Primo giorno di metal detector mobile  e cani antridroga fuori da scuola. Questa mattina Polizia, Carabinieri, Guardia di Finanza e Polizia locale erano fuori dall’istituto Einaudi-Chiodo per eseguire i controlli disposti dall’ultimo Comitato per l’ordine e la sicurezza pubblica in prefettura.
Questi controlli a sorpresa sono i primi dopo la morte di Abanoub Youssef. Due settimane fa il ragazzo è stato accoltellato da un compagno di scuola che lo ha ferito a morte. Al momento non sono stati interessati altri istituti della provincia.

L’attività di questa mattina è stata organizzata dalla Prefettura della Spezia. In totale sono stati controllati 80 studenti e non sono state rilevate criticità.
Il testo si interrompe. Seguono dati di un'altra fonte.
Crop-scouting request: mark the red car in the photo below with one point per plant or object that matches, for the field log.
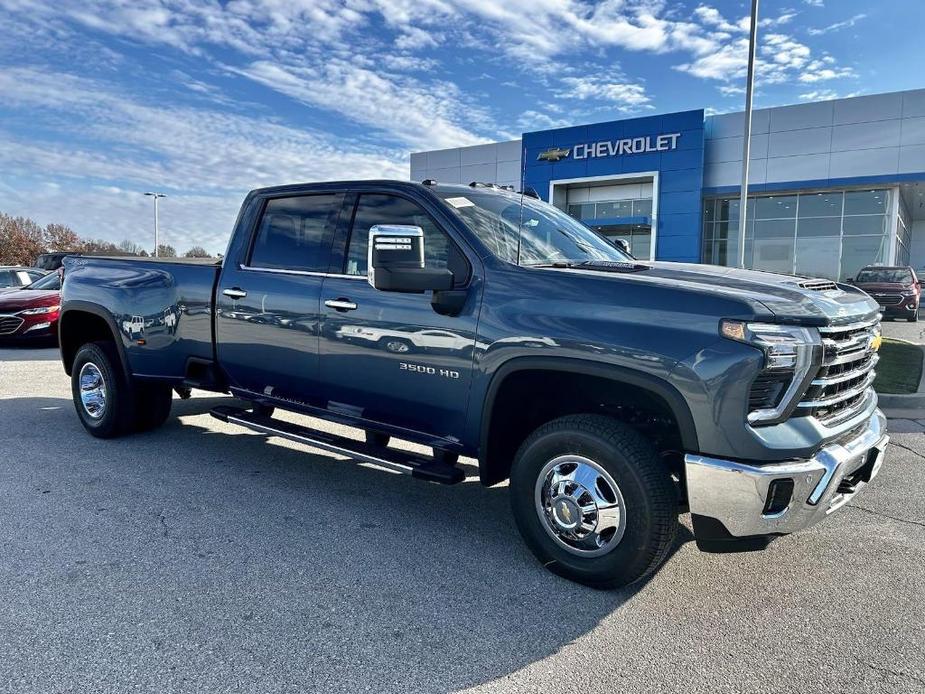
(31, 313)
(896, 289)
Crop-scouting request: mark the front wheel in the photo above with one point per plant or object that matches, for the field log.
(593, 501)
(101, 393)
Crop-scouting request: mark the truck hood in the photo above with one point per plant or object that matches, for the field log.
(28, 298)
(788, 298)
(884, 286)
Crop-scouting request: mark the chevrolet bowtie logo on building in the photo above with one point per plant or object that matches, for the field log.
(554, 154)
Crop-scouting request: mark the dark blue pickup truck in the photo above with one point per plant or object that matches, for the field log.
(612, 394)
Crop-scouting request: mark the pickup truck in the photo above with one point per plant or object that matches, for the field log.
(611, 394)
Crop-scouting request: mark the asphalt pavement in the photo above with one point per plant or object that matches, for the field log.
(202, 557)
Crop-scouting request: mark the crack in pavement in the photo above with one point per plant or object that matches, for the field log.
(893, 442)
(886, 515)
(163, 522)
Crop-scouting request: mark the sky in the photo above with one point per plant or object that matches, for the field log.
(102, 100)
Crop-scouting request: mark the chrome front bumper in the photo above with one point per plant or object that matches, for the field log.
(736, 494)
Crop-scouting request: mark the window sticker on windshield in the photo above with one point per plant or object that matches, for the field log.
(460, 202)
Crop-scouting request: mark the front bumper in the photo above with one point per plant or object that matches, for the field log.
(730, 500)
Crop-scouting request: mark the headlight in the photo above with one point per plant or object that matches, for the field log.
(39, 310)
(791, 357)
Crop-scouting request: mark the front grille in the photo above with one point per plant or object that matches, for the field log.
(842, 387)
(767, 389)
(887, 299)
(9, 324)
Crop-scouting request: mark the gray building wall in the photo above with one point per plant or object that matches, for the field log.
(497, 162)
(865, 136)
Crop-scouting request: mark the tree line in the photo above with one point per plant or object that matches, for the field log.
(22, 240)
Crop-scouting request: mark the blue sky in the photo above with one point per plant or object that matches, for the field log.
(101, 100)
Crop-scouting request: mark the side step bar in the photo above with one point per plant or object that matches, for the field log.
(420, 466)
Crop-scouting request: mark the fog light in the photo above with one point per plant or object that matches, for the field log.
(780, 492)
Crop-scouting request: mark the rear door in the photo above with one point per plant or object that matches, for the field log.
(389, 357)
(267, 318)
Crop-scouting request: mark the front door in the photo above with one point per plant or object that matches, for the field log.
(268, 300)
(390, 357)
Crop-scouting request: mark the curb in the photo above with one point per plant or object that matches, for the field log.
(909, 401)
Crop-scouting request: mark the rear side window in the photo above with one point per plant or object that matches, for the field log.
(373, 209)
(295, 233)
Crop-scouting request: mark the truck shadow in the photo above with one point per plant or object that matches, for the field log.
(296, 563)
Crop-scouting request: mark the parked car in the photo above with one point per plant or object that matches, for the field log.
(16, 277)
(897, 289)
(31, 312)
(613, 394)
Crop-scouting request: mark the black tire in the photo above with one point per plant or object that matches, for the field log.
(117, 414)
(651, 509)
(263, 410)
(152, 404)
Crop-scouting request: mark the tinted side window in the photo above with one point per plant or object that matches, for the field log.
(389, 209)
(295, 233)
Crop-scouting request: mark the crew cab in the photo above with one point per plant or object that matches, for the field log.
(611, 394)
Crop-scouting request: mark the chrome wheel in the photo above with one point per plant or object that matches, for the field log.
(92, 390)
(580, 505)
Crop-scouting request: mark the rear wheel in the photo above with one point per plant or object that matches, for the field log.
(593, 501)
(101, 394)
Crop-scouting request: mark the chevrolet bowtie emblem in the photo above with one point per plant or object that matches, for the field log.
(554, 154)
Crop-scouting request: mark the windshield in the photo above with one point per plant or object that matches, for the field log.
(885, 276)
(548, 235)
(50, 281)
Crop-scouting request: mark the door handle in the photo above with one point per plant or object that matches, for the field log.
(341, 304)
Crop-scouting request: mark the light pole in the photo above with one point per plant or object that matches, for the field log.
(156, 230)
(747, 143)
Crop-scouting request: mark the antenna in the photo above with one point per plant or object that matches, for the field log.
(523, 176)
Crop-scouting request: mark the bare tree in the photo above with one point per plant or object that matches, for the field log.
(197, 252)
(60, 237)
(21, 240)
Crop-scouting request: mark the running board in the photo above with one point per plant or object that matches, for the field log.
(420, 466)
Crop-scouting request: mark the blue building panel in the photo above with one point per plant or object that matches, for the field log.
(670, 145)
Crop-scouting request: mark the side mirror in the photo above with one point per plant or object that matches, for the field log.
(396, 261)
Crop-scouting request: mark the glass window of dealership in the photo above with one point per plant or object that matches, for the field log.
(834, 185)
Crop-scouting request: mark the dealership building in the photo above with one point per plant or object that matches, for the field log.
(833, 185)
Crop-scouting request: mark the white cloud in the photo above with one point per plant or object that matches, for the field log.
(206, 159)
(837, 26)
(625, 96)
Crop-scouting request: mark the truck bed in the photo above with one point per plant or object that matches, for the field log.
(162, 309)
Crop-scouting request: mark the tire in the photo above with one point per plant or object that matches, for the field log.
(109, 411)
(152, 404)
(611, 453)
(263, 410)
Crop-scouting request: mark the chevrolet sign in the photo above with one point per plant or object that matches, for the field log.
(613, 148)
(554, 154)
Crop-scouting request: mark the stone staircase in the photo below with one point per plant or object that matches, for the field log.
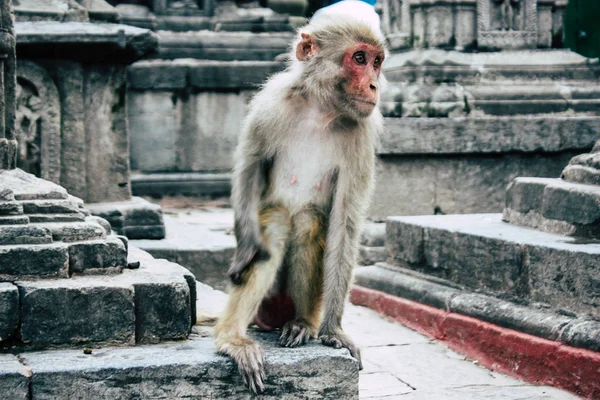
(65, 279)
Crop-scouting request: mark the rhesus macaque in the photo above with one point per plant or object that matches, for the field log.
(302, 180)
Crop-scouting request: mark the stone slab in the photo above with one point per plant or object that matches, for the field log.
(134, 42)
(41, 261)
(97, 256)
(527, 263)
(76, 311)
(26, 186)
(223, 46)
(136, 218)
(199, 74)
(488, 135)
(194, 184)
(196, 240)
(190, 369)
(14, 378)
(24, 234)
(9, 310)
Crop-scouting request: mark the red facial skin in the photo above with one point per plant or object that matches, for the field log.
(361, 67)
(275, 311)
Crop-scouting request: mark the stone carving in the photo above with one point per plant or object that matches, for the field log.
(38, 122)
(508, 15)
(507, 24)
(584, 168)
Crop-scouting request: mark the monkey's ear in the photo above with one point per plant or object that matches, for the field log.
(307, 48)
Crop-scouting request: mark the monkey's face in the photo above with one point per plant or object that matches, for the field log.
(361, 67)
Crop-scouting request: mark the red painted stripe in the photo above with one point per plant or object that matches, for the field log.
(514, 353)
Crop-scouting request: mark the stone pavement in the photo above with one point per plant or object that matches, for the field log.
(399, 363)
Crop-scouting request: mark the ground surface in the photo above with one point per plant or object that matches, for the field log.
(399, 363)
(402, 364)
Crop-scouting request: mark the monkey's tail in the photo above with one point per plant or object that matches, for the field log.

In una nota la prefettura ha precisato: “Il servizio si è svolto nel rispetto del quadro normativo vigente e dei diritti fondamentali della persona, secondo le modalità e le indicazioni contenute nella circolare congiunta del Ministro dell’Interno e del Ministro dell’Istruzione e del Merito. I controlli sono stati effettuati a campione al momento dell’ingresso degli studenti nell’Istituto e hanno riguardato zaini, borse e persone. Nel corso del servizio sono stati impiegati metal detector portatili e due unità cinofile antidroga della Guardia di Finanza e della Polizia Locale. Sono stati controllati in totale 80 studenti senza rinvenire armi, oggetti atti a offendere o sostanze stupefacenti”.

Comitato ordine pubblico in Prefettura

Il prefetto Andrea Cantadori ha reso noto che “I controlli non hanno ritardato l’inizio delle lezioni, anche grazie all’atteggiamento sereno e molto collaborativo degli studenti, che hanno dimostrato di comprendere le finalità del servizio di controllo. Non sono state registrate problematiche e le attività di controllo si sono svolte in un clima di collaborazione”.